Sure enough, when volunteers sifted through an oil drum full of Oude Rijn river water, in between the duckweed they saw tiny plastic particles. “We saw so much pollution, we were shocked,” says van Delft, the co-founder of the local charity Coast Busters.
Fast forward to July 2022, and Katwijk is the site for the world’s first river “bubble barrier” – an experimental concept where a 120-metre stream of rising bubbles, plus the water current, pushes plastic waste to one side in order to be collected.
“We place a perforated tube on the bottom of the waterway, at an angle, and then pump through compressed air: the rising air bubbles create an upward current that will lift plastic from the water column to the surface, and then at the surface – together with the flow of the river – it is all pushed to one side,” explains Philip Ehrhorn, the chief technology officer at the Dutch startup The Great Bubble Barrier. “Here, we get the flow from the pumping station, or the wind can also push trash into the catchment system.”
The company, run by a team of keen sailors, surfers and water enthusiasts, won an international Postcode Lottery Green Challenge in 2018 and started its first permanent pilot in a canal in Amsterdam the following year. Such is the promise of this trial that it has convinced the Rijnland water board, 12 municipalities and the Holland Rijnland and Zuid-Holland regions – along with Coast Busters and local fundraisers – to invest €470,000 to build their river bubble barrier.
Jacco Knape, the deputy mayor at Katwijk municipality, said he saw the local plastic problem with his own eyes when he was invited to a beach litter cleanup. “Plastic pollution is a growing problem worldwide, affecting communities as well as the environment, [and] Katwijk is unfortunately no exception,” he says. “We notice plastic pollution by visitors to the beach, leaving wrappers and other plastic behind, but we are also the last stop before all the plastics collected along the Oude Rijn flow into the sea. With this bubble barrier we can stop those plastics.”
Bas Knapp, an executive board member at the Rijnland water board, believes the bubble barrier will not prevent fish migration, and is investing €42,000 a year to run it. “We did a test which showed that in the pumping station, only one in 233 pieces of plastic larger than 1mm is removed from the water [by its filter],” he says. “But with the bubble barrier, we expect between 86% and 90% of the plastic pollution to be removed. A trial was incredibly promising. This is one of our largest river mouths, and a really good place to put a promising pilot to work to try to reduce plastic going to the sea.”
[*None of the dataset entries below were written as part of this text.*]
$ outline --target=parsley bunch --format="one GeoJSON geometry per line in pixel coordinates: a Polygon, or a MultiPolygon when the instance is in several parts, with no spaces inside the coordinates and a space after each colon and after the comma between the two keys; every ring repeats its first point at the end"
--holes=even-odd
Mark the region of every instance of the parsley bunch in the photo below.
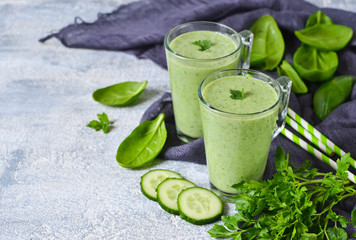
{"type": "MultiPolygon", "coordinates": [[[[356,195],[355,185],[347,179],[348,158],[346,154],[337,160],[336,174],[320,173],[310,169],[310,161],[293,166],[278,147],[273,179],[235,184],[240,192],[232,199],[237,213],[223,216],[224,225],[214,225],[209,234],[236,240],[347,240],[344,228],[350,222],[333,207],[356,195]]],[[[355,226],[356,210],[351,218],[355,226]]]]}

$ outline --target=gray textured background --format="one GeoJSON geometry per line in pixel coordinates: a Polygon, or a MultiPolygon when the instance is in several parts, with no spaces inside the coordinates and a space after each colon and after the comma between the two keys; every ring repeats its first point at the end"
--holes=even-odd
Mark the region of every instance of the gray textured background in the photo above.
{"type": "MultiPolygon", "coordinates": [[[[38,39],[129,0],[0,0],[0,239],[209,239],[140,192],[153,168],[208,187],[205,166],[162,161],[145,170],[120,167],[116,150],[145,109],[165,91],[168,74],[120,52],[68,49],[38,39]],[[148,80],[137,104],[112,108],[94,90],[148,80]],[[96,114],[114,121],[107,135],[86,127],[96,114]]],[[[356,11],[354,0],[312,0],[356,11]]],[[[226,205],[226,213],[233,206],[226,205]]]]}

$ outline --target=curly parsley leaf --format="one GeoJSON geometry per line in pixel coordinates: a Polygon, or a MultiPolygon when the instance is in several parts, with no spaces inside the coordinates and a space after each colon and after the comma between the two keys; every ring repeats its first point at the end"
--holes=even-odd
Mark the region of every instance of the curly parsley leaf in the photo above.
{"type": "Polygon", "coordinates": [[[97,114],[98,120],[92,120],[90,123],[87,124],[87,127],[93,128],[96,131],[103,130],[103,132],[106,134],[110,130],[110,125],[112,122],[110,122],[109,117],[106,113],[102,114],[97,114]]]}
{"type": "Polygon", "coordinates": [[[232,98],[234,100],[244,100],[245,99],[244,89],[242,89],[242,91],[230,89],[230,94],[231,94],[230,98],[232,98]]]}
{"type": "Polygon", "coordinates": [[[347,234],[342,228],[328,228],[326,232],[330,240],[347,240],[347,234]]]}
{"type": "Polygon", "coordinates": [[[283,148],[277,147],[275,152],[275,167],[276,170],[282,172],[283,170],[287,170],[289,163],[289,156],[285,155],[283,148]]]}
{"type": "Polygon", "coordinates": [[[208,50],[212,46],[212,42],[210,40],[198,40],[198,41],[192,42],[192,44],[200,47],[199,51],[208,50]]]}

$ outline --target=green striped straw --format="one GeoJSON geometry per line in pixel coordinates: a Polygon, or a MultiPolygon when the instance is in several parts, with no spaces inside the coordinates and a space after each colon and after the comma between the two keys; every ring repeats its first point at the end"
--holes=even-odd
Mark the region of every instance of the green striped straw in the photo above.
{"type": "Polygon", "coordinates": [[[286,116],[286,123],[291,126],[294,130],[298,131],[302,136],[312,142],[315,146],[319,147],[324,153],[332,157],[334,152],[326,145],[324,145],[319,139],[310,134],[305,128],[299,125],[296,121],[286,116]]]}
{"type": "MultiPolygon", "coordinates": [[[[324,163],[328,164],[330,167],[333,169],[337,170],[337,164],[334,160],[330,159],[326,155],[324,155],[322,152],[314,148],[313,146],[309,145],[306,143],[304,140],[300,139],[297,135],[293,134],[290,132],[288,129],[284,128],[281,133],[287,137],[289,140],[297,144],[298,146],[302,147],[304,150],[308,151],[309,153],[313,154],[315,157],[317,157],[319,160],[323,161],[324,163]]],[[[356,176],[352,174],[350,171],[346,171],[348,174],[348,179],[356,183],[356,176]]]]}
{"type": "MultiPolygon", "coordinates": [[[[341,148],[339,148],[335,143],[330,141],[327,137],[325,137],[322,133],[320,133],[317,129],[315,129],[312,125],[310,125],[307,121],[305,121],[301,116],[295,113],[292,109],[288,108],[287,113],[291,118],[293,118],[299,125],[301,125],[304,129],[306,129],[310,134],[312,134],[315,138],[320,140],[318,141],[317,144],[313,142],[317,147],[322,148],[321,145],[325,145],[340,157],[346,154],[341,148]],[[322,144],[320,144],[320,142],[322,144]]],[[[353,168],[356,168],[356,163],[353,158],[350,157],[349,162],[353,168]]]]}

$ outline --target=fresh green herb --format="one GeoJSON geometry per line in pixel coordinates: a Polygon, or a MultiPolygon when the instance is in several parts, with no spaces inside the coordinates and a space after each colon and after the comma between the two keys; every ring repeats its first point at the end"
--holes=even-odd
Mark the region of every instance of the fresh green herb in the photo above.
{"type": "Polygon", "coordinates": [[[138,168],[153,161],[167,139],[164,114],[152,121],[144,121],[125,138],[117,149],[116,160],[126,168],[138,168]]]}
{"type": "Polygon", "coordinates": [[[244,100],[245,99],[244,89],[242,89],[242,91],[230,89],[230,98],[234,100],[244,100]]]}
{"type": "Polygon", "coordinates": [[[127,106],[141,95],[146,85],[147,81],[122,82],[96,90],[93,93],[93,98],[108,106],[127,106]]]}
{"type": "Polygon", "coordinates": [[[208,50],[212,46],[212,43],[210,40],[198,40],[198,41],[192,42],[192,44],[200,47],[199,51],[208,50]]]}
{"type": "Polygon", "coordinates": [[[354,76],[339,76],[321,85],[313,98],[316,116],[323,120],[335,108],[344,103],[350,97],[355,82],[356,77],[354,76]]]}
{"type": "MultiPolygon", "coordinates": [[[[234,185],[240,194],[233,197],[237,213],[223,216],[224,225],[208,232],[212,237],[230,239],[338,239],[347,240],[344,228],[350,224],[333,207],[356,195],[348,179],[349,154],[337,161],[338,170],[320,173],[289,162],[284,150],[277,148],[277,173],[267,181],[241,182],[234,185]]],[[[352,211],[353,224],[356,210],[352,211]]]]}
{"type": "Polygon", "coordinates": [[[280,77],[287,76],[292,80],[292,91],[294,93],[302,94],[308,92],[308,87],[294,70],[292,65],[290,65],[286,60],[283,60],[282,64],[277,67],[277,72],[280,77]]]}
{"type": "Polygon", "coordinates": [[[93,128],[96,131],[103,130],[103,132],[106,134],[110,130],[110,125],[112,122],[109,121],[108,115],[103,112],[103,114],[97,114],[98,120],[93,120],[90,123],[87,124],[87,127],[93,128]]]}
{"type": "Polygon", "coordinates": [[[317,24],[333,24],[333,21],[331,20],[331,18],[326,16],[322,11],[318,10],[312,15],[310,15],[305,27],[312,27],[317,24]]]}
{"type": "MultiPolygon", "coordinates": [[[[316,25],[333,24],[332,20],[318,10],[307,20],[306,28],[316,25]]],[[[302,44],[295,52],[293,63],[300,77],[310,82],[322,82],[330,79],[339,64],[338,56],[333,51],[322,51],[312,46],[302,44]]]]}
{"type": "Polygon", "coordinates": [[[293,56],[293,63],[303,79],[322,82],[332,78],[339,65],[339,59],[336,52],[321,51],[302,44],[293,56]]]}
{"type": "Polygon", "coordinates": [[[250,28],[254,35],[251,66],[273,70],[282,61],[284,39],[277,22],[270,15],[259,18],[250,28]]]}
{"type": "Polygon", "coordinates": [[[338,51],[351,40],[353,30],[338,24],[316,24],[294,32],[302,43],[318,50],[338,51]]]}

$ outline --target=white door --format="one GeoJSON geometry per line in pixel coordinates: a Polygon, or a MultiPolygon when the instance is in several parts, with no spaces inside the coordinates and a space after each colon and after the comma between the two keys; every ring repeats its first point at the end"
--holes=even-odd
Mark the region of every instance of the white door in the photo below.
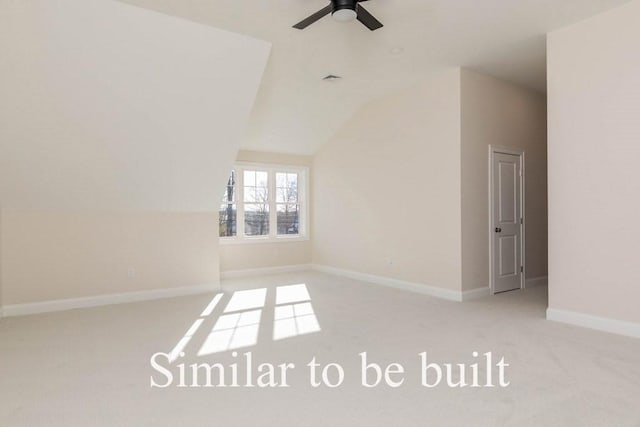
{"type": "Polygon", "coordinates": [[[520,289],[523,268],[520,156],[493,153],[493,293],[520,289]]]}

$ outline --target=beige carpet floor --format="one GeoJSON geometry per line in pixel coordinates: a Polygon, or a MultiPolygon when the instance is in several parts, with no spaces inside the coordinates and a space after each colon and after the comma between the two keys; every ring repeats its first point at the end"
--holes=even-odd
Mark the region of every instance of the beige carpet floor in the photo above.
{"type": "Polygon", "coordinates": [[[546,321],[543,287],[454,303],[302,272],[223,291],[3,319],[0,426],[640,426],[640,340],[546,321]],[[151,388],[166,377],[150,357],[173,349],[173,385],[151,388]],[[179,364],[248,351],[254,369],[294,363],[290,387],[177,386],[179,364]],[[365,351],[402,364],[402,386],[364,388],[365,351]],[[474,351],[504,357],[510,386],[421,385],[419,353],[471,364],[474,351]],[[340,364],[343,384],[311,387],[313,357],[340,364]]]}

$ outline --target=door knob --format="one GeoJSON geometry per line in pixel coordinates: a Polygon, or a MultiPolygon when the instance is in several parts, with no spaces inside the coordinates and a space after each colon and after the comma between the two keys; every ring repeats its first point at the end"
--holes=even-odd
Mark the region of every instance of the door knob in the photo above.
{"type": "Polygon", "coordinates": [[[496,233],[502,233],[502,228],[496,227],[496,233]]]}

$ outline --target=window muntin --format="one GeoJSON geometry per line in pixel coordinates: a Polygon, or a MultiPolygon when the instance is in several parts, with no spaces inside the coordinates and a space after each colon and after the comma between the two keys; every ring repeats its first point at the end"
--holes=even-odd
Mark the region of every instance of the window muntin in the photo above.
{"type": "Polygon", "coordinates": [[[306,177],[303,167],[236,165],[220,208],[222,241],[306,238],[306,177]]]}

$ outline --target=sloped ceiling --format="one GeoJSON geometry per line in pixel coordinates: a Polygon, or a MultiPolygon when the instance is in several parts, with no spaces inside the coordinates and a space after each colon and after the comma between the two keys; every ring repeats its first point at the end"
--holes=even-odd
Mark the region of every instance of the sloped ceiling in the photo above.
{"type": "Polygon", "coordinates": [[[0,2],[0,206],[217,209],[269,51],[112,0],[0,2]]]}
{"type": "Polygon", "coordinates": [[[544,91],[545,34],[628,0],[371,0],[385,25],[375,32],[330,17],[291,28],[328,0],[122,1],[272,42],[243,148],[312,154],[363,104],[436,67],[544,91]]]}

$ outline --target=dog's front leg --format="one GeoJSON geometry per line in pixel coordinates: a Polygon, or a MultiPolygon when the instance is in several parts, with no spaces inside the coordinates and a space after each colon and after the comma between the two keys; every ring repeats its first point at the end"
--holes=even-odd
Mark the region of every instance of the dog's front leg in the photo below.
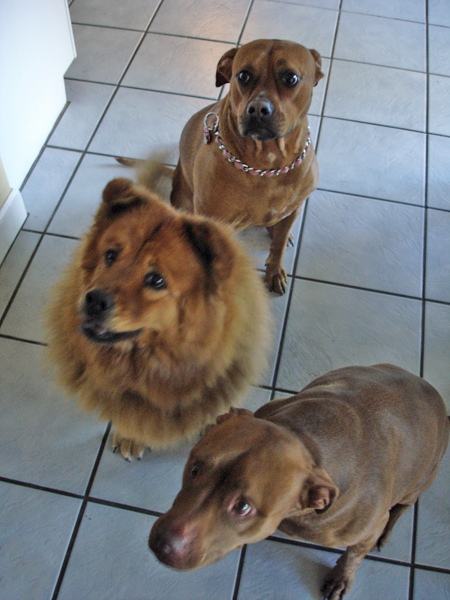
{"type": "Polygon", "coordinates": [[[287,274],[283,266],[284,253],[289,241],[292,226],[300,214],[297,208],[289,216],[279,221],[270,228],[272,236],[270,253],[266,260],[266,285],[271,292],[284,294],[287,288],[287,274]]]}
{"type": "Polygon", "coordinates": [[[341,600],[344,594],[348,594],[355,582],[356,569],[374,547],[387,520],[386,517],[383,526],[381,529],[377,528],[376,533],[373,532],[370,537],[355,546],[349,546],[342,554],[322,586],[323,600],[341,600]]]}

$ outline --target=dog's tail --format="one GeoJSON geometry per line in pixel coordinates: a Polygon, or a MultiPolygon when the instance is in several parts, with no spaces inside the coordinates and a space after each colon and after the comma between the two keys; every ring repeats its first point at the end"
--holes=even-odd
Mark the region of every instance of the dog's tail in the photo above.
{"type": "Polygon", "coordinates": [[[166,156],[150,158],[124,158],[116,157],[116,161],[126,167],[132,167],[136,172],[136,179],[140,185],[154,191],[162,178],[172,179],[174,168],[164,164],[166,156]]]}

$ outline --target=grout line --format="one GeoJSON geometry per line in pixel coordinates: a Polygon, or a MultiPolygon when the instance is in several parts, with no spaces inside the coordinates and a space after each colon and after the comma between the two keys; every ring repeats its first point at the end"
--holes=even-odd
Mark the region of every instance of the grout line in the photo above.
{"type": "Polygon", "coordinates": [[[81,526],[81,522],[82,522],[83,517],[84,517],[84,513],[86,511],[86,507],[87,507],[88,500],[89,500],[89,493],[91,491],[92,485],[94,483],[95,476],[97,474],[97,469],[98,469],[98,466],[100,464],[100,461],[101,461],[101,458],[102,458],[102,455],[103,455],[103,450],[105,449],[105,446],[106,446],[106,442],[108,440],[110,429],[111,429],[111,424],[109,423],[107,425],[106,429],[105,429],[105,433],[103,434],[103,438],[102,438],[102,441],[100,443],[99,450],[97,452],[97,458],[95,459],[94,467],[92,469],[91,476],[90,476],[88,484],[86,486],[86,491],[85,491],[85,494],[84,494],[83,503],[82,503],[81,508],[80,508],[80,510],[78,512],[78,517],[77,517],[77,520],[75,522],[75,526],[73,528],[72,535],[70,537],[69,545],[67,547],[67,550],[66,550],[66,553],[65,553],[65,556],[64,556],[64,559],[63,559],[60,571],[59,571],[58,579],[56,580],[55,589],[54,589],[53,594],[52,594],[52,600],[56,600],[57,599],[57,597],[59,595],[59,592],[61,590],[61,585],[62,585],[64,576],[66,574],[67,566],[69,564],[70,557],[72,555],[72,550],[73,550],[73,547],[75,545],[75,540],[76,540],[76,538],[78,536],[78,532],[80,530],[80,526],[81,526]]]}
{"type": "Polygon", "coordinates": [[[0,333],[0,338],[5,340],[13,340],[15,342],[24,342],[25,344],[32,344],[33,346],[42,346],[45,348],[47,344],[45,342],[38,342],[37,340],[28,340],[26,338],[21,338],[16,335],[8,335],[7,333],[0,333]]]}
{"type": "MultiPolygon", "coordinates": [[[[428,122],[429,122],[429,103],[430,103],[430,75],[429,75],[429,39],[428,39],[428,0],[425,0],[425,67],[426,67],[426,96],[425,96],[425,173],[424,173],[424,223],[423,223],[423,250],[422,250],[422,317],[420,326],[420,366],[419,375],[423,377],[425,361],[425,313],[426,313],[426,268],[427,268],[427,228],[428,228],[428,122]]],[[[417,549],[417,531],[419,524],[419,502],[420,498],[414,504],[414,519],[411,540],[411,570],[409,573],[409,600],[414,599],[415,587],[415,562],[417,549]]]]}
{"type": "MultiPolygon", "coordinates": [[[[337,18],[336,18],[336,27],[334,30],[334,39],[333,39],[333,44],[331,47],[331,57],[333,57],[334,54],[334,49],[336,46],[336,38],[337,38],[337,33],[338,33],[338,29],[339,29],[339,21],[340,21],[340,9],[342,6],[342,0],[340,0],[339,3],[339,12],[337,14],[337,18]]],[[[330,68],[328,71],[328,77],[327,77],[327,82],[326,82],[326,87],[325,87],[325,92],[324,92],[324,96],[323,96],[323,102],[322,102],[322,110],[321,110],[321,117],[320,117],[320,123],[319,123],[319,129],[317,132],[317,141],[315,143],[315,151],[317,153],[318,150],[318,146],[319,146],[319,141],[320,141],[320,132],[322,130],[322,123],[323,123],[323,111],[325,109],[325,102],[326,102],[326,97],[327,97],[327,93],[328,93],[328,85],[330,82],[330,76],[331,76],[331,68],[332,68],[332,60],[330,62],[330,68]]],[[[299,261],[299,257],[300,257],[300,247],[301,247],[301,243],[302,243],[302,238],[303,238],[303,231],[305,228],[305,223],[306,223],[306,216],[308,213],[308,201],[309,201],[309,197],[305,200],[304,203],[304,209],[301,215],[302,218],[302,222],[300,225],[300,230],[299,230],[299,234],[298,234],[298,241],[297,241],[297,248],[296,248],[296,252],[295,252],[295,258],[294,258],[294,262],[292,265],[292,278],[291,278],[291,287],[288,291],[288,299],[287,299],[287,303],[286,303],[286,310],[284,313],[284,319],[283,319],[283,324],[282,324],[282,329],[281,329],[281,336],[278,342],[278,352],[277,352],[277,359],[275,362],[275,368],[273,371],[273,376],[272,376],[272,393],[271,393],[271,400],[273,400],[274,395],[275,395],[275,389],[276,389],[276,383],[277,383],[277,379],[278,379],[278,372],[280,369],[280,364],[281,364],[281,356],[282,356],[282,351],[283,351],[283,344],[284,344],[284,338],[286,335],[286,331],[287,331],[287,324],[288,324],[288,320],[289,320],[289,312],[290,312],[290,308],[291,308],[291,301],[292,301],[292,296],[294,293],[294,286],[295,286],[295,281],[296,281],[296,276],[295,273],[297,271],[297,265],[298,265],[298,261],[299,261]]],[[[300,218],[300,217],[299,217],[300,218]]]]}
{"type": "Polygon", "coordinates": [[[41,492],[49,492],[51,494],[56,494],[57,496],[66,496],[68,498],[75,498],[77,500],[83,500],[82,495],[76,494],[74,492],[67,492],[65,490],[48,487],[46,485],[38,485],[37,483],[29,483],[26,481],[21,481],[20,479],[11,479],[10,477],[3,477],[2,475],[0,475],[0,482],[9,483],[11,485],[16,485],[18,487],[24,487],[24,488],[28,488],[31,490],[38,490],[41,492]]]}
{"type": "Polygon", "coordinates": [[[239,557],[239,564],[238,564],[238,569],[237,569],[237,573],[236,573],[236,581],[234,583],[234,592],[233,592],[233,596],[231,597],[232,600],[237,600],[238,595],[239,595],[239,588],[241,586],[242,571],[244,570],[244,562],[245,562],[246,553],[247,553],[247,546],[244,545],[242,547],[241,555],[239,557]]]}
{"type": "MultiPolygon", "coordinates": [[[[125,460],[118,457],[119,460],[125,460]]],[[[107,500],[104,498],[96,498],[95,496],[89,496],[88,501],[90,504],[98,504],[100,506],[108,506],[110,508],[118,508],[119,510],[126,510],[128,512],[139,513],[142,515],[149,515],[150,517],[160,517],[163,512],[158,510],[151,510],[149,508],[142,508],[140,506],[133,506],[131,504],[122,504],[121,502],[114,502],[113,500],[107,500]]]]}

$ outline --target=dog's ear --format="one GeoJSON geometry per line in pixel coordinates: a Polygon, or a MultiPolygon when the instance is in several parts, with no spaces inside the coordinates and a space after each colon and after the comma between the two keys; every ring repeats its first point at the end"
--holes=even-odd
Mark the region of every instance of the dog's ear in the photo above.
{"type": "Polygon", "coordinates": [[[313,50],[312,48],[310,49],[310,52],[312,54],[312,57],[314,58],[314,62],[316,63],[316,75],[315,75],[315,79],[314,79],[314,86],[316,86],[319,83],[319,81],[322,79],[322,77],[325,77],[325,76],[321,71],[322,59],[320,57],[320,54],[317,52],[317,50],[313,50]]]}
{"type": "Polygon", "coordinates": [[[225,413],[224,415],[219,415],[216,419],[216,423],[217,425],[220,425],[221,423],[224,423],[225,421],[228,421],[228,419],[231,419],[233,417],[253,417],[253,413],[251,410],[247,410],[246,408],[234,408],[234,406],[232,406],[229,410],[229,412],[225,413]]]}
{"type": "Polygon", "coordinates": [[[186,219],[184,235],[205,271],[205,293],[214,294],[233,268],[234,252],[226,236],[211,221],[186,219]]]}
{"type": "Polygon", "coordinates": [[[314,467],[306,478],[300,492],[300,507],[314,508],[324,512],[339,496],[339,488],[331,481],[324,469],[314,467]]]}
{"type": "Polygon", "coordinates": [[[219,60],[216,71],[216,87],[220,87],[225,83],[230,83],[233,59],[237,51],[237,48],[232,48],[231,50],[228,50],[228,52],[225,52],[219,60]]]}
{"type": "Polygon", "coordinates": [[[139,193],[131,179],[123,177],[110,181],[103,190],[102,197],[101,209],[103,209],[103,215],[106,212],[108,216],[115,216],[146,204],[145,198],[139,193]]]}

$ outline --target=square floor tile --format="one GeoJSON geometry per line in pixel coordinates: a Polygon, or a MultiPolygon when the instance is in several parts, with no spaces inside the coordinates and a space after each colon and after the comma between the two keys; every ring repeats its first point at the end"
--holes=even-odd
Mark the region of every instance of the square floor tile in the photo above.
{"type": "Polygon", "coordinates": [[[450,210],[450,138],[428,136],[428,206],[450,210]]]}
{"type": "MultiPolygon", "coordinates": [[[[252,388],[241,406],[254,412],[269,400],[269,390],[252,388]]],[[[91,496],[156,512],[166,512],[181,489],[184,466],[199,437],[165,452],[146,450],[142,460],[130,463],[118,453],[112,453],[110,436],[95,476],[91,496]]]]}
{"type": "Polygon", "coordinates": [[[259,38],[291,40],[331,56],[338,13],[311,6],[256,0],[245,25],[242,43],[259,38]],[[283,10],[280,10],[280,7],[283,10]],[[317,24],[320,23],[320,27],[317,24]]]}
{"type": "Polygon", "coordinates": [[[73,35],[77,57],[66,77],[97,83],[119,83],[142,33],[111,27],[74,25],[73,35]]]}
{"type": "Polygon", "coordinates": [[[144,30],[160,0],[73,0],[70,16],[73,23],[107,25],[144,30]]]}
{"type": "Polygon", "coordinates": [[[416,563],[450,569],[450,450],[419,498],[416,563]]]}
{"type": "Polygon", "coordinates": [[[428,28],[428,62],[430,73],[450,75],[450,29],[447,27],[428,28]]]}
{"type": "Polygon", "coordinates": [[[149,33],[122,83],[215,100],[217,63],[231,48],[231,44],[149,33]]]}
{"type": "Polygon", "coordinates": [[[426,297],[450,302],[450,212],[427,213],[426,297]]]}
{"type": "Polygon", "coordinates": [[[81,500],[0,482],[2,596],[51,598],[81,500]]]}
{"type": "Polygon", "coordinates": [[[413,600],[450,600],[450,573],[416,569],[413,600]]]}
{"type": "MultiPolygon", "coordinates": [[[[339,554],[266,541],[249,546],[238,600],[318,600],[320,588],[339,554]],[[282,582],[282,585],[280,585],[282,582]]],[[[349,600],[407,600],[409,569],[364,560],[349,600]]]]}
{"type": "Polygon", "coordinates": [[[450,414],[450,306],[425,303],[423,376],[441,394],[450,414]]]}
{"type": "Polygon", "coordinates": [[[248,0],[164,0],[150,31],[186,35],[207,40],[236,43],[239,38],[248,0]]]}
{"type": "Polygon", "coordinates": [[[450,135],[450,77],[429,76],[428,131],[450,135]]]}
{"type": "Polygon", "coordinates": [[[155,517],[88,504],[58,600],[231,600],[239,551],[193,572],[160,564],[147,540],[155,517]]]}
{"type": "Polygon", "coordinates": [[[276,541],[247,546],[238,600],[318,600],[339,554],[276,541]],[[282,582],[282,583],[281,583],[282,582]]]}
{"type": "Polygon", "coordinates": [[[24,340],[45,341],[44,312],[51,289],[78,242],[45,236],[23,279],[0,333],[24,340]]]}
{"type": "Polygon", "coordinates": [[[425,40],[420,23],[343,12],[334,58],[425,71],[425,40]]]}
{"type": "Polygon", "coordinates": [[[109,107],[89,150],[130,158],[167,151],[175,163],[183,127],[208,100],[121,88],[109,107]]]}
{"type": "Polygon", "coordinates": [[[316,192],[296,274],[420,297],[424,217],[416,206],[316,192]]]}
{"type": "Polygon", "coordinates": [[[49,145],[84,150],[114,89],[110,85],[67,79],[66,93],[70,104],[53,132],[49,145]]]}
{"type": "Polygon", "coordinates": [[[0,267],[0,319],[39,239],[35,233],[20,232],[0,267]]]}
{"type": "Polygon", "coordinates": [[[27,229],[44,231],[80,157],[70,150],[44,150],[22,190],[27,229]]]}
{"type": "Polygon", "coordinates": [[[48,231],[72,237],[86,233],[100,206],[106,184],[115,177],[134,179],[134,169],[120,165],[109,156],[86,154],[48,231]]]}
{"type": "Polygon", "coordinates": [[[428,0],[428,22],[450,27],[450,5],[447,0],[428,0]]]}
{"type": "Polygon", "coordinates": [[[277,388],[297,391],[349,365],[418,373],[421,310],[419,300],[295,280],[277,388]]]}
{"type": "Polygon", "coordinates": [[[0,475],[84,494],[104,425],[56,388],[44,349],[0,338],[0,475]]]}
{"type": "Polygon", "coordinates": [[[405,10],[404,0],[343,0],[341,8],[343,11],[425,23],[425,6],[425,0],[409,0],[408,10],[405,10]]]}
{"type": "Polygon", "coordinates": [[[323,118],[319,188],[423,206],[425,134],[323,118]]]}
{"type": "Polygon", "coordinates": [[[324,115],[425,131],[426,91],[425,73],[334,60],[324,115]]]}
Anne Marieke Eveleens, a co-founder of The Great Bubble Barrier, is working on scaling up the technique, discussing a potential barrier in an estuary in Portugal and another project in south-east Asia. “One of the requests we sometimes get is for a big international port like Rotterdam – there, it’s 20 metres deep but that is [currently] out of scope,” she admits. “It is also difficult if there are lots of ships, and they are dredging multiple times a year.”
But many believe the technique still has real promise for specific scenarios. Dr Frans Buschman, a researcher in environmental hydrodynamics from the independent institute Deltares, has tested the barrier in Amsterdam, using about 1,000 tagged tangerines. “We released them at several points and counted how many were captured,” he says. “From the side of the catchment system it was up to 90%; sometimes on the other side we noticed it was substantially lower, probably because there’s a one spot where the bubble intensity is not so high, and some tangerines were passing there.”
He adds that items that were fully floating could be blown over the bubble barrier by the wind, making it less effective, but believes it is still a “promising technique [with] great potential”.
Some researchers, however, point out that river plastics do not necessarily end up in the ocean, although they can still harm ecosystems and human livelihoods. Tim van Emmerik, an assistant professor at Wageningen University’s hydrology and quantitative water management group, says river systems also differ. “When thinking about rivers globally, just imagine how widely they can vary, from narrow canals in Amsterdam and Leiden, to great deltas like the Mekong,” he points out. “Most tech solutions, such as the Bubble Barrier, only cover a range of them, emphasising there will always be a need of a solution portfolio. Of course, consuming and polluting less plastics will help no matter where you go, and may in fact have the greatest impact.”
Back in Katwijk, there are plans to build a visitor and education centre next to the bubble barrier to do just that, and hopes are running high. Under the summer sun, a stream of gentle bubbles breaks the river surface, a little like a jacuzzi. “We were looking forward,” says van Delft, quite seriously, “to coming to the opening in a swimsuit!”
• This article was amended on 6 August 2022 to correct a misspelling of Oude Rijn in the subheading.